Through March 13, 2012, the Brazilian and Japanese equity markets have been among the top performers, but were among the worst in 2011, Rebecca Patterson, chief markets strategist, institutional, J.P. Morgan Asset Management, explained during an institutional client call.
Also for 2012, emerging market stocks have started the year off strong, and they are up more than 12%. Gold, which was up 10% in 2011, has furthered is gains in 2011, and is up 8% in January through February alone. On the other hand, Patterson said cash remains steady, earning little for investors prior to inflation.
Paul Quinsee, chief investment officer, U.S. equities, J.P. Morgan Asset Management, said that when investors are worried about the world, they become worried about stocks that are less predictable. So far in 2012, people have become less worried about the world; therefore, stocks with less predictable earnings have seen growth.
Strong Start in 2012
Patterson said the strong market start in 2012 is due to four factors.
One of these factors is that fears surrounding Europe have died down. Between December and February, the European Central Bank issued EUR1 trillion in three-year funds, alleviating liquidity-related worries for Europe.

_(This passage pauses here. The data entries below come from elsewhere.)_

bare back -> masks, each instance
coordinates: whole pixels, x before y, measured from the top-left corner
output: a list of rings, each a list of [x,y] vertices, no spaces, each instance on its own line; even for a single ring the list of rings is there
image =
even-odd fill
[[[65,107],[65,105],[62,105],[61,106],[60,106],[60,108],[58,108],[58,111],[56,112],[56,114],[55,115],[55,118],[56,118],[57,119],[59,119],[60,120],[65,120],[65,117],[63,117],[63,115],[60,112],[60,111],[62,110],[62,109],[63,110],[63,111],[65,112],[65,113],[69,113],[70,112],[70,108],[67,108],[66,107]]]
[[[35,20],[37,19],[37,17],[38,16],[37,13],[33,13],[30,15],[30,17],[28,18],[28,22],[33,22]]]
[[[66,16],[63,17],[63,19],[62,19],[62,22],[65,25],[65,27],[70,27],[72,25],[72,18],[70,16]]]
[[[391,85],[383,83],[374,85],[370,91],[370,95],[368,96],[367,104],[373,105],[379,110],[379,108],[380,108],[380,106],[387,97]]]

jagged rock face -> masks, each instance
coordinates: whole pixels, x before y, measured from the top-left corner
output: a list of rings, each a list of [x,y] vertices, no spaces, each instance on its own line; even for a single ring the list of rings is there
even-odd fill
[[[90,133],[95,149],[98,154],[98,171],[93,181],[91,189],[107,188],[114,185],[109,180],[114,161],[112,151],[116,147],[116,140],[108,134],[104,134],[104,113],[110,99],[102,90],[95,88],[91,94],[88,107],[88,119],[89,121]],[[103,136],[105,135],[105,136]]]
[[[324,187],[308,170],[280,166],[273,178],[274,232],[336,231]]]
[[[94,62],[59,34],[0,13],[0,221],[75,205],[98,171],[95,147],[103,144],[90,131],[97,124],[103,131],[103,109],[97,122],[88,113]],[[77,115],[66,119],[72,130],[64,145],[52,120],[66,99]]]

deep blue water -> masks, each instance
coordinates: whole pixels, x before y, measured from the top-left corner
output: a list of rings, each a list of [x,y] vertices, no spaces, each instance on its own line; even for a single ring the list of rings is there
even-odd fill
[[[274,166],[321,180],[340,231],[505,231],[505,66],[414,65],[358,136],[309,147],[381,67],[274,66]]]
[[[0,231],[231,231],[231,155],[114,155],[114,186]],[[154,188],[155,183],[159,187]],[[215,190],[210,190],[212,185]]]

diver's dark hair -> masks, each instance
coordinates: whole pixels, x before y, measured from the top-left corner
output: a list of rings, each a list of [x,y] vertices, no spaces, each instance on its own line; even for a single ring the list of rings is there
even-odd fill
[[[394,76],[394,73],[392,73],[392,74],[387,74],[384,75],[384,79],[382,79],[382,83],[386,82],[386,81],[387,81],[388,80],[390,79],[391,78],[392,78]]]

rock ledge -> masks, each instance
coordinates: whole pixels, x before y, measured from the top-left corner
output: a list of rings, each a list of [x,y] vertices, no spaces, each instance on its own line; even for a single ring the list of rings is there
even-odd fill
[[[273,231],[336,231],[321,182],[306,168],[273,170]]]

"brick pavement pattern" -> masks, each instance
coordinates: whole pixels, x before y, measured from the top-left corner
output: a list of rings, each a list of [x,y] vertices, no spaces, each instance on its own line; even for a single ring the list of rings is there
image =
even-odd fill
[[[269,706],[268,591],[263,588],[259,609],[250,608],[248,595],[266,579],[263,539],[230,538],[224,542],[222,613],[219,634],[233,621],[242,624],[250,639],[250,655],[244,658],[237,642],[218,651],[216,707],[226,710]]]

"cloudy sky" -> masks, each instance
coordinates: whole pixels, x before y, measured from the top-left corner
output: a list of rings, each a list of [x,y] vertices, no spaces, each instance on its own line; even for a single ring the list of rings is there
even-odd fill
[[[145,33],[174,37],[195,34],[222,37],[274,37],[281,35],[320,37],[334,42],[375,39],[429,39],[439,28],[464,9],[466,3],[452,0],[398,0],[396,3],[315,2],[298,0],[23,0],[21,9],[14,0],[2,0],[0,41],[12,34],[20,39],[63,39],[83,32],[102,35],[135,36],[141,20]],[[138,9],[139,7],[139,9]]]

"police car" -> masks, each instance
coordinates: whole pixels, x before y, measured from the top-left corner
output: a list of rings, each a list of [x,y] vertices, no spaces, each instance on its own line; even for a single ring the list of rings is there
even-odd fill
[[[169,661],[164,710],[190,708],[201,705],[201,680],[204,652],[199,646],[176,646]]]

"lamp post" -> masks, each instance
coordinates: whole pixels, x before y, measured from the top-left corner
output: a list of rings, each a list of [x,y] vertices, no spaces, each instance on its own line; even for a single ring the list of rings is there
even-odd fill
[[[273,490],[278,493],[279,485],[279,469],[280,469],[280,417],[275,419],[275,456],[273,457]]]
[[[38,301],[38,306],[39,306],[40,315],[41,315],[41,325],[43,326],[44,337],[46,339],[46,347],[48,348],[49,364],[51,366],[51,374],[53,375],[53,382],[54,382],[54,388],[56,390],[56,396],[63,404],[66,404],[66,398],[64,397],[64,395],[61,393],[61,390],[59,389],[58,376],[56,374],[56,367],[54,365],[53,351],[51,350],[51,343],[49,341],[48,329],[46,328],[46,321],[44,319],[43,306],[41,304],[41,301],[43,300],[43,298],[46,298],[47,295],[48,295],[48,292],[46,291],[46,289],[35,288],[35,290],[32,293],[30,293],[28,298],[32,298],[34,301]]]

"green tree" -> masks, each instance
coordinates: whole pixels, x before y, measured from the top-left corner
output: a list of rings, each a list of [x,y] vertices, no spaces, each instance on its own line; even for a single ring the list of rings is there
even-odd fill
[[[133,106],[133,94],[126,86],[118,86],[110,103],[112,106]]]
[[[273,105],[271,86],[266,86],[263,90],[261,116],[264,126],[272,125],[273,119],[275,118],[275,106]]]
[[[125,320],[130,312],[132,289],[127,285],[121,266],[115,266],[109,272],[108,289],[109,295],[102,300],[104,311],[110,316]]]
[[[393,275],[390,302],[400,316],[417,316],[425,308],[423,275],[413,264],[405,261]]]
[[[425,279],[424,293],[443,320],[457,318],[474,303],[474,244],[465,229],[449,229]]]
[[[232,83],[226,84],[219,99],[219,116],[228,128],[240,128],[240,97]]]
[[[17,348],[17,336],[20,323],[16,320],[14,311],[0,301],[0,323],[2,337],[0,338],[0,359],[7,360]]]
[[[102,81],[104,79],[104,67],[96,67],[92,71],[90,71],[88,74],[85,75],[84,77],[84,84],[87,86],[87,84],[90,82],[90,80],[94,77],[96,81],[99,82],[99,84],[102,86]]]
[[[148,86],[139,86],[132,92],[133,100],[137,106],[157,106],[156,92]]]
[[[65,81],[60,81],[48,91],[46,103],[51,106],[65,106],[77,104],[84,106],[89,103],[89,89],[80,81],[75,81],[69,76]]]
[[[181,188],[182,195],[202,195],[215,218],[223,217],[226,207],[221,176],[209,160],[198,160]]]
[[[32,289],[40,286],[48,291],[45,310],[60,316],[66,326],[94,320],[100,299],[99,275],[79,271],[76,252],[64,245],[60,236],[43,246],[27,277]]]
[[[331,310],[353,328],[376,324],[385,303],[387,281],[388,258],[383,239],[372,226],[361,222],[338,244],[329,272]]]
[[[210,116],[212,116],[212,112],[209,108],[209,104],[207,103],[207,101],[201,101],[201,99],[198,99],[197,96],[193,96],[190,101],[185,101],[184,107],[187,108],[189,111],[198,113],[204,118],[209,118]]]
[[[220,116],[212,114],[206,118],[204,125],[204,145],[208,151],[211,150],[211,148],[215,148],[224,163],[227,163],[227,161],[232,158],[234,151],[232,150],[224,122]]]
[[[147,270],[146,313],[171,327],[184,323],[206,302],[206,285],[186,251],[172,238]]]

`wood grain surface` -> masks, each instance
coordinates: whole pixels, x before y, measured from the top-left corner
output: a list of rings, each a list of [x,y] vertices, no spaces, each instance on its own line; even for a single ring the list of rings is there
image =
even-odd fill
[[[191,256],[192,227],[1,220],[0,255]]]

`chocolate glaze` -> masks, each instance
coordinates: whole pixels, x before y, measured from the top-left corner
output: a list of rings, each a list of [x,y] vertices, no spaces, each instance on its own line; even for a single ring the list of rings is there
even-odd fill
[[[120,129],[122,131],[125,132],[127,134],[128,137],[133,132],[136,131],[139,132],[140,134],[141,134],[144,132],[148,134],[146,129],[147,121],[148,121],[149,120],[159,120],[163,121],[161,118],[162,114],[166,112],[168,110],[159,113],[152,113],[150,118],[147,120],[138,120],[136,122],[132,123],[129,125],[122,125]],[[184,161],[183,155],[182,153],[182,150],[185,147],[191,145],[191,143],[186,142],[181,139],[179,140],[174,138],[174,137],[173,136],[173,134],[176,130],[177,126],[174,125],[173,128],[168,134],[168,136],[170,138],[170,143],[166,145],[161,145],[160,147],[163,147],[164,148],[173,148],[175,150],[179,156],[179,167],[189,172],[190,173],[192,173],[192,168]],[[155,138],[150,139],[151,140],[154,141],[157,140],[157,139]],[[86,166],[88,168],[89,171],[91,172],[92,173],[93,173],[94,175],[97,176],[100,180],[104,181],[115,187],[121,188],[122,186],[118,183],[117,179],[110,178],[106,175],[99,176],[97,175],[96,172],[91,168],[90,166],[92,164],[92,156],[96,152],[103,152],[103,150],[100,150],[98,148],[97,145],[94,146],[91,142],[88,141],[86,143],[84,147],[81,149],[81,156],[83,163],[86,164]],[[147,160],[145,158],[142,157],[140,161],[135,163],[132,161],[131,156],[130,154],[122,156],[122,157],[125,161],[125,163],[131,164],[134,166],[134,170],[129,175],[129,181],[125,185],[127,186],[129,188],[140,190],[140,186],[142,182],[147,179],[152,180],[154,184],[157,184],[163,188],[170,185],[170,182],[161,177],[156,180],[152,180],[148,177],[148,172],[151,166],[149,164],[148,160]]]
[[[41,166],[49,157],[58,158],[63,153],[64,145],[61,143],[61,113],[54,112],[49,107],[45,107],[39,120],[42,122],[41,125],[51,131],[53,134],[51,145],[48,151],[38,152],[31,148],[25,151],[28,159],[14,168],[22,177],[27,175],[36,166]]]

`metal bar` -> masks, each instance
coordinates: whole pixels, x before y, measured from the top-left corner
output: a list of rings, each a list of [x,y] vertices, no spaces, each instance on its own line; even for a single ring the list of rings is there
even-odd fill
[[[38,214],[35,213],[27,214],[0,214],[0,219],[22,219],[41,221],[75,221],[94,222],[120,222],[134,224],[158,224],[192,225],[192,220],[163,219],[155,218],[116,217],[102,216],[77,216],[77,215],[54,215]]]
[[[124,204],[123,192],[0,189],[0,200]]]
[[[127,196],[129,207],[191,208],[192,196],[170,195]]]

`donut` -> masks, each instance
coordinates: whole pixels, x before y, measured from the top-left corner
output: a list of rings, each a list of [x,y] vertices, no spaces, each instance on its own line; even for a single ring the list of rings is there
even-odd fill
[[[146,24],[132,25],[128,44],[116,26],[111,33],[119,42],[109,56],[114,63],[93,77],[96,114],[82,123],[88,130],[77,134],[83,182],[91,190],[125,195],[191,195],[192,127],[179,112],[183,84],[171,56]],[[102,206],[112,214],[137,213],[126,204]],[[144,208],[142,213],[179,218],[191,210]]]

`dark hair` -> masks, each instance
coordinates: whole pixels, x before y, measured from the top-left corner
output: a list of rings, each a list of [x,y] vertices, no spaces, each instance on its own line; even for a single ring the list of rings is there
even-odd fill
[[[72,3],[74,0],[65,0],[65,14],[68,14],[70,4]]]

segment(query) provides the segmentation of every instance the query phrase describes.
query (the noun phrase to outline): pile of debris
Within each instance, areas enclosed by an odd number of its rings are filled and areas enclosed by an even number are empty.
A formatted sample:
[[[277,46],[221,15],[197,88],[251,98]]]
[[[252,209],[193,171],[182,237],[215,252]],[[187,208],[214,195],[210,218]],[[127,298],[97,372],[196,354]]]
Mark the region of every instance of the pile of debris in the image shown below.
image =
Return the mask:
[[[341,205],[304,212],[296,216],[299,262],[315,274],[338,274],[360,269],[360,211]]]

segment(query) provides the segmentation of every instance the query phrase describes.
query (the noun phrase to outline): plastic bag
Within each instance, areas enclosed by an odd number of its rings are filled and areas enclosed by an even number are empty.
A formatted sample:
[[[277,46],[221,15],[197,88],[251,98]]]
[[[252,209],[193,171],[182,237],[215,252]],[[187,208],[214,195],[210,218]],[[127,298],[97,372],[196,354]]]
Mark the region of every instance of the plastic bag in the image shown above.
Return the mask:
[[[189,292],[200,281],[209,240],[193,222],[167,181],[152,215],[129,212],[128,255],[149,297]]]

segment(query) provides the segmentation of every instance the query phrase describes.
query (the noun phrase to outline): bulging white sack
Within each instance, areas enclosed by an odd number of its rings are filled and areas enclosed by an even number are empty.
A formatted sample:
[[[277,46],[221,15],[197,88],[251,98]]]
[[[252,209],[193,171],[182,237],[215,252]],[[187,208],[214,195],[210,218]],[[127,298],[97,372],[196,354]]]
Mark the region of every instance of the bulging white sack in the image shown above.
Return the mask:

At the same time, both business and consumer confidence surveys in most of Europe improved modestly into 2012. Also, European peripheral bond yields stabilized, with Italian 10-year bond yields back around 5% (as of mid-March).
Another factor is global central bank support beyond what was expected. As of March 9, developed market policy interest rates averaged 58 basis points, up only five basis points from the crisis. “We believe the bias is for even lower rates at least through the coming year,” Patterson said.
Developed market central banks are adding unprecedented amounts of liquidity to the financial system. Patterson stated that on average, G-4 central bank assets have risen from 11% of GDP at the end of 2006 to more than 24% of GDP today, with more likely to come in the future.
The third driver to better markets in 2012 is economic data. U.S. data trends have remained mixed, with consumption flat in recent months. However, other parts of the consumption story have been surprisingly upbeat and there has been improving jobs data, which is hard for investors to dismiss. Jobs and retail have risen in the U.S. There has also been an increase in vehicle sales so far in the U.S. for 2012. Patterson said this has propelled global vehicle sales, which have produced a record-high for global car sales this year.
In emerging markets, the PMI rose to more than 52 in February. Exports have seen an increase in Korea and Taiwan. China data, however, has shown a “soft landing” view. The outlook for China is notably brighter than it has been for the past 12 months. The data from China in recent months has been difficult to interrupt because of the lunar holidays. However, inflation in China has eased and Chinese GDP growth is expected to be 8.5%.
The fourth factor for growth in 2012 is positioning. Between the end of 2007 and the end of 2011, U.S. investors left cyclical markets for cash and bonds. As of the end of 2011, there were nearly $800 billion in deposits above end of 2007 levels. In 2011 in particular, emerging market equities were hit hard, with net outflows from dedicated emerging market funds larger than those seen during 2008.
Quinsee said that moving forward in 2012, investors are going to be very focused on margins. Margins in some groups are pretty high by some standards, and it might be a bit too good to be true right now.
Patterson said that investors should still be cautious toward Europe; however, some companies there are still offering good dividends.
In terms of other regions, topics is up more than 18.5% in Japan. “This reflects better global growth sentiment,” said Patterson. “We are nervous about some of Japan’s structural issues. Tactically local markets can see more upside. Emerging markets should also benefit from more growth from central banks.”
Patterson added that in equities, there has been a simple demand for yields. “We don’t expect that is going to disappear,” she said.
“We are still seeing spreads narrow. Almost all $49 billion of bonds priced have been used for refinancing,” said Patterson. “Nearly two-thirds of it has been used for refinancing. As it now stands, only $32 billion of high-yield bonds and loans reduced this year. We have maturities to think about it. In terms of other yield- related investments, we are focusing on emerging market debt.”
In terms of U.S. bonds, Patterson said U.S. 10-year yields broke out of recent trends, and are up 40 basis points from the state of 2011. She predicts this will continue.
Patterson added, “I would highlight that we think the forces that have helped us year-to-date will continue.” Also, emerging markets have been especially helped by their central banks. The central bank policy will keep a search for yields going. Patterson said she has continued optimism emerging market debt, leverage loans and real assets for 2012.